From the vantage of the Greco-Roman pagans, because we’re neither gods nor exclusively animals, human beings are in a very, very sweet spot. Arguably the best spot.
Think about it. The gods can make choices; they can fight and have dalliances with other gods; they can watch the goings on on Earth and can manipulate things, but because they’re immortal, they’re really in need of nothing. They can always push the reset button on their eternal lives. Nothing is at stake for them. Like video gamers, they can walk away from the carnage or amors on their perceptual “screens,” go have a sandwich, run to the toilet. They’re gods. They’ve got it good.
By contrast, animals are mortal. They don’t model the future in their heads like gods, nor do they make choices based on those models. They run on instinct. They don’t even know they’ll die. If they experience stress or anxiety, it’s in the moment, not in anticipation of the future.
Humans are very different from either gods or animals, but they also share traits with them. Humans are amphibians. Like gods, they can model and anticipate the future and make choices; like animals, they’re mortal. This combination means that everything is at stake for humans. Our choices matter.
Which means we can be heroes. Gods can’t be heroes, nor can animals, but we can. Hercules was a mortal–and a hero.
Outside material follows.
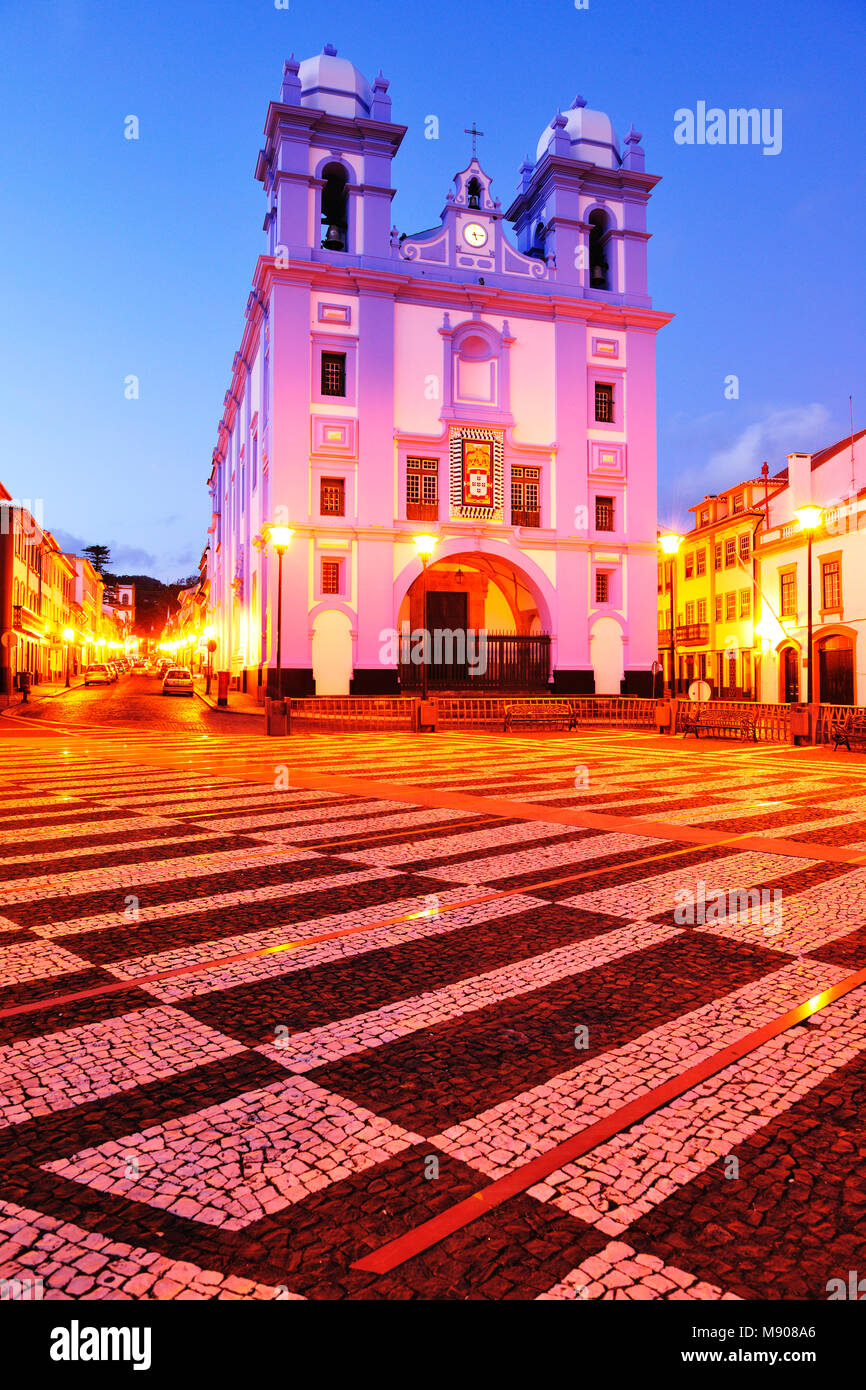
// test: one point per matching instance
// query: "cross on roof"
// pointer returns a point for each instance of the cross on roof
(474, 134)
The three hundred Spartans at Thermopylae were heroes. Antigone in Sophocles’s play is a hero.
A hero rises to his or her existential occasion–and achieves immortality through fame.
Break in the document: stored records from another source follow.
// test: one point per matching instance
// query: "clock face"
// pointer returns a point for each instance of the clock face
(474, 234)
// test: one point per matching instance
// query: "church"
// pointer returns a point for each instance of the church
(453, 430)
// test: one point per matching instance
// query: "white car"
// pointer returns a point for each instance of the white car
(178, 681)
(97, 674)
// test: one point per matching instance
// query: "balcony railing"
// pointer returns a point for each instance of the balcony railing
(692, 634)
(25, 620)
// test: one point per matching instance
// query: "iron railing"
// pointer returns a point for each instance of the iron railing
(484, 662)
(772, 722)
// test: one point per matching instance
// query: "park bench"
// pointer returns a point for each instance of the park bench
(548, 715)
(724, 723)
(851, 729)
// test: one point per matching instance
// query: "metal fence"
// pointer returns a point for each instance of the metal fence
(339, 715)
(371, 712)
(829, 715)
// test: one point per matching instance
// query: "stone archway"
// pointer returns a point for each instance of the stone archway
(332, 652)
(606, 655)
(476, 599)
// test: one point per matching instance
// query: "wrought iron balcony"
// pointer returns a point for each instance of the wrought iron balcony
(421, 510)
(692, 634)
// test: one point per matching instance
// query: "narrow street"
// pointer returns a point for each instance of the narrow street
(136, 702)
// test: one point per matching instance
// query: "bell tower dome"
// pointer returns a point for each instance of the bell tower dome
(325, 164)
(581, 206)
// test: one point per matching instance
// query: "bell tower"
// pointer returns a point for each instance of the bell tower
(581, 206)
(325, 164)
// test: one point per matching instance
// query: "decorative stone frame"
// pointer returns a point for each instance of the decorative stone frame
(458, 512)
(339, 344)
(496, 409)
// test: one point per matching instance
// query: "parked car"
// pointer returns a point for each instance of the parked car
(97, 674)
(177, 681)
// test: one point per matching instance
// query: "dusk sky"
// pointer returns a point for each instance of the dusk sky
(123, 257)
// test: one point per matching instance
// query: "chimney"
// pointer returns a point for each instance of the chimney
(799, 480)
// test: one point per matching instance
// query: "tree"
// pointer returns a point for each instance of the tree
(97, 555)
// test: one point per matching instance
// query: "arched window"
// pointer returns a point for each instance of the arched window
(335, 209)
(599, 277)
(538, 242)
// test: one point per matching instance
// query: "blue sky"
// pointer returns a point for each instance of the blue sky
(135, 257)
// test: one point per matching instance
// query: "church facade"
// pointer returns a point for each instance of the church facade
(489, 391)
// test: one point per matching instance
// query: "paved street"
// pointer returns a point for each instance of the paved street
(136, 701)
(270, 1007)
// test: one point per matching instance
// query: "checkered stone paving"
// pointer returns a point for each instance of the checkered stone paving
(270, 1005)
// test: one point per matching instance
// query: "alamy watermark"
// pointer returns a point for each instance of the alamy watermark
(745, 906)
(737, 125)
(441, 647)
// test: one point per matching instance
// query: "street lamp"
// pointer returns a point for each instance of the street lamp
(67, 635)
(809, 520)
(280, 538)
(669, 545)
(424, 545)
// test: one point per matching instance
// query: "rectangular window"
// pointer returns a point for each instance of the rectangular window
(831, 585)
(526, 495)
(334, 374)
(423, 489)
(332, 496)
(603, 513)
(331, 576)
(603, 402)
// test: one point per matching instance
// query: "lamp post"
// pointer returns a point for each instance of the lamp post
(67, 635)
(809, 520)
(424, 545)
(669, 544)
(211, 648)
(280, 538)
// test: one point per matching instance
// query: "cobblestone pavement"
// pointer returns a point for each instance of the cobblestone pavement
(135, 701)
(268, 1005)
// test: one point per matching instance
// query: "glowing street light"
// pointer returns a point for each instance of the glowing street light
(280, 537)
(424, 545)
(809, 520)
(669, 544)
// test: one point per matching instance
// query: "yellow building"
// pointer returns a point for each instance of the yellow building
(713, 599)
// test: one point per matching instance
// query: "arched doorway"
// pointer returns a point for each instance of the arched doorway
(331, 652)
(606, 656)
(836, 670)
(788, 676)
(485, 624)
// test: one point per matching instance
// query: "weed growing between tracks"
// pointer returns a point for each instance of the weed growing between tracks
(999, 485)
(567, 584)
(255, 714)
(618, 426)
So a hero needs an audience. Heroes aren’t off in a corner alone with their creativity, energy, and courage. They’re out in the world; a force of nature against nature. They are players on the stage of life.
This is why Nietzsche pointed us back to the ancient Greeks for our models for living after Darwin and the death of God. The medieval idea of imagining yourself to be immortal (when you die your soul will just ascend to heaven, no big whoop) diminishes what’s at stake in this life and on this planet. Instead, the Greeks had it right. Choose your life and way of death because it matters. Don’t run away from suffering and difficulty, run towards it; work with it. Everything is at stake because you’re a mortal. Perform on the stage well; be brave, energetic, and creative. Hovering between gods and animals, you’re in the sweetest of existential spots. Know you’ll die. Now choose.
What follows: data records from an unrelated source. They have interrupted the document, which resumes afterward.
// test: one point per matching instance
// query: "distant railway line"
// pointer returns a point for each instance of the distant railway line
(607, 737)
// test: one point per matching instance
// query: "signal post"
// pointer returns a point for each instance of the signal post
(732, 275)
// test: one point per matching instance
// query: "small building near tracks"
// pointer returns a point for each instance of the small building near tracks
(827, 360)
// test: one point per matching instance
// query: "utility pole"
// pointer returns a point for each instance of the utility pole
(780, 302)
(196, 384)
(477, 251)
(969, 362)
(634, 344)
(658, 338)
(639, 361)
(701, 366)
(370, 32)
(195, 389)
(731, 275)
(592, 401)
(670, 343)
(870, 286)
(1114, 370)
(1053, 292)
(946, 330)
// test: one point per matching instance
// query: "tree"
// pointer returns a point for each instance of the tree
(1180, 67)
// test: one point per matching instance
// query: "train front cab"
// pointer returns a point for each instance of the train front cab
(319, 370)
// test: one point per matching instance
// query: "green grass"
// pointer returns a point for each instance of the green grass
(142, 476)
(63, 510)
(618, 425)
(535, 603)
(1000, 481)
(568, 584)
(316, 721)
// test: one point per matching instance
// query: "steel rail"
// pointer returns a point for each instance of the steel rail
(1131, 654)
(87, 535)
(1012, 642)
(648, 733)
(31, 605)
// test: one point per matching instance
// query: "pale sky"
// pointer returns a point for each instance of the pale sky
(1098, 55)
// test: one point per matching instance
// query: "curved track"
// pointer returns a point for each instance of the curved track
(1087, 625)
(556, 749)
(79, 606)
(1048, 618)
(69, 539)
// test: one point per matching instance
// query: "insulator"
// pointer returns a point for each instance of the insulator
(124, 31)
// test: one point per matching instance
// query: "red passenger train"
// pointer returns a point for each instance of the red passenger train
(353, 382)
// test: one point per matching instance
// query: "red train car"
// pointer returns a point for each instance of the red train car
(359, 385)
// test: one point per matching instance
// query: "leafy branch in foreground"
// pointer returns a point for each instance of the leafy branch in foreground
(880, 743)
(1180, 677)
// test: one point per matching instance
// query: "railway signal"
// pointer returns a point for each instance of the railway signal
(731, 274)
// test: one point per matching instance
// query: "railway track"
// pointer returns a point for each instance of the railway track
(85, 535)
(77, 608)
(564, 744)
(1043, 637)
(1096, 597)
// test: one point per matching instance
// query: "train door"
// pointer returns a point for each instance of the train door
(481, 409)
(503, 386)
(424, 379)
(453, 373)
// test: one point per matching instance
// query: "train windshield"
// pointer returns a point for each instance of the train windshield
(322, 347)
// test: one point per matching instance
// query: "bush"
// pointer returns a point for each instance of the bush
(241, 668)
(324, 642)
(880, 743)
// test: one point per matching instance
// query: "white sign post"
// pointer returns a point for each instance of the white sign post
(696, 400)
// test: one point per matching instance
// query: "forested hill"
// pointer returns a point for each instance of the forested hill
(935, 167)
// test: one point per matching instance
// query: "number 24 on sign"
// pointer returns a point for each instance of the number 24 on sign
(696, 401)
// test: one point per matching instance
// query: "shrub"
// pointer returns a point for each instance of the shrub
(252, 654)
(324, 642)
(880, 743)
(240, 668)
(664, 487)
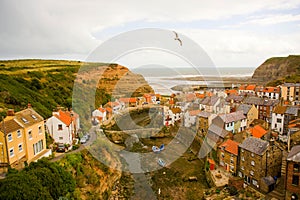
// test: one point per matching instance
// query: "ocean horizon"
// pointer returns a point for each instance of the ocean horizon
(163, 79)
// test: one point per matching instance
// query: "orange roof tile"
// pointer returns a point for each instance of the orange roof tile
(194, 112)
(128, 100)
(65, 117)
(250, 87)
(231, 146)
(258, 131)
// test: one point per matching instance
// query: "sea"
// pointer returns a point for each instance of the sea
(162, 79)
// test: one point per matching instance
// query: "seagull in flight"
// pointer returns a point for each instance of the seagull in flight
(177, 38)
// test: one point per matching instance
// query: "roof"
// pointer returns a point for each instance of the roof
(280, 109)
(245, 108)
(214, 129)
(258, 131)
(128, 100)
(8, 126)
(230, 146)
(176, 110)
(292, 111)
(253, 100)
(269, 180)
(251, 87)
(210, 101)
(294, 154)
(28, 117)
(232, 117)
(64, 116)
(204, 114)
(194, 112)
(255, 145)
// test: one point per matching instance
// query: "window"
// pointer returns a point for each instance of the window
(20, 147)
(19, 133)
(295, 180)
(40, 130)
(38, 147)
(11, 152)
(254, 182)
(30, 134)
(9, 136)
(296, 168)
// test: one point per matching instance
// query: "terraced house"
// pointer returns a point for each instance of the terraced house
(258, 163)
(22, 138)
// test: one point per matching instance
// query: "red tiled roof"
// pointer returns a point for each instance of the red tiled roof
(128, 100)
(258, 131)
(250, 87)
(101, 109)
(194, 112)
(65, 117)
(230, 146)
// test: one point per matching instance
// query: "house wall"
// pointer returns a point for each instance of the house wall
(60, 136)
(36, 137)
(289, 186)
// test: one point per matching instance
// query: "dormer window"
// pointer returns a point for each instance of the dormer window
(34, 117)
(24, 120)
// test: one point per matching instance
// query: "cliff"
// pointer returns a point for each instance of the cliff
(278, 69)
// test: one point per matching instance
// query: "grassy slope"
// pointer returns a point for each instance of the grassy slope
(44, 83)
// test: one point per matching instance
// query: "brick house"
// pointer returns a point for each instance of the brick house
(228, 155)
(258, 163)
(293, 174)
(22, 138)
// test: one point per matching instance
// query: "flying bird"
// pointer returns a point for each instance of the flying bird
(177, 38)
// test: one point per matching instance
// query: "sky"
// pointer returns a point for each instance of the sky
(233, 33)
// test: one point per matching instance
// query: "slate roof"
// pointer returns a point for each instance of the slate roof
(280, 109)
(210, 101)
(214, 129)
(230, 146)
(28, 117)
(204, 114)
(292, 111)
(245, 108)
(294, 154)
(9, 126)
(232, 117)
(255, 145)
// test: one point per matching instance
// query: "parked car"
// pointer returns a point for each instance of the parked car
(60, 147)
(83, 140)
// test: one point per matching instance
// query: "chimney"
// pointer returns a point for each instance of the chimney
(10, 112)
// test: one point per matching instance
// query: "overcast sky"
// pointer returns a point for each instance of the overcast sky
(233, 33)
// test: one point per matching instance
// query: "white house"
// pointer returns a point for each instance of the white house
(99, 115)
(278, 119)
(190, 117)
(63, 126)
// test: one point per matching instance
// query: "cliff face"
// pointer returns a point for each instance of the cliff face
(277, 68)
(116, 80)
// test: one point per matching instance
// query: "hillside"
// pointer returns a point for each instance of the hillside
(47, 84)
(278, 69)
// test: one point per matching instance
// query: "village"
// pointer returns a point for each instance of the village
(249, 135)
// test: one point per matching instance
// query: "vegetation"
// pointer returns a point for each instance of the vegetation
(45, 84)
(41, 180)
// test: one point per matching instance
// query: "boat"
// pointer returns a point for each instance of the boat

With regard to the proto-existentialism of the ancients, I like this passage in Carlin Barton’s Roman Honor: The Fire in the Bones (pg. 32, UC Press 2001):
As the art historian Bettina Bergmann points out, the Romans had a taste for moments of high tension, frozen instants of “explosive emotions,” “excruciating suspended animation,” “moments of decision”: Medea contemplating her children with a dagger in her lap; the sacrificial bull poised to receive the blow of the ax; the wounded gladiator anticipating the death blow; Phaedra clasping her letter to Hippolytus; Helen resisting the blandishments of Paris. Because of their desire to find and express the “truth” of their being in action, the Romans were eager to interpret any and every confrontation as an ordeal, an opportunity for the exercise of will. But there were, in the Roman mind, good contests and bad ones. A good contest obeyed restrictions: it needed to be a) framed and circumscribed within implicit or explicit boundaries accepted by the competitors, b) between relative equals, c) witnessed, and d) strenuous. The context between Mucius and Porsena was a hard but good one. Porsena was the enemy, but, in Livy’s mind, he and Mucius were playing by the same rules. The Etruscan chieftain could recognize Mucius’s gesture and appreciate the courage that it took. Overwhelmed with admiration for Mucius’s act, and for what it told of the Roman spirit, King Porsena freed his mutilated captive, raised the siege, and sought an alliance with the Romans.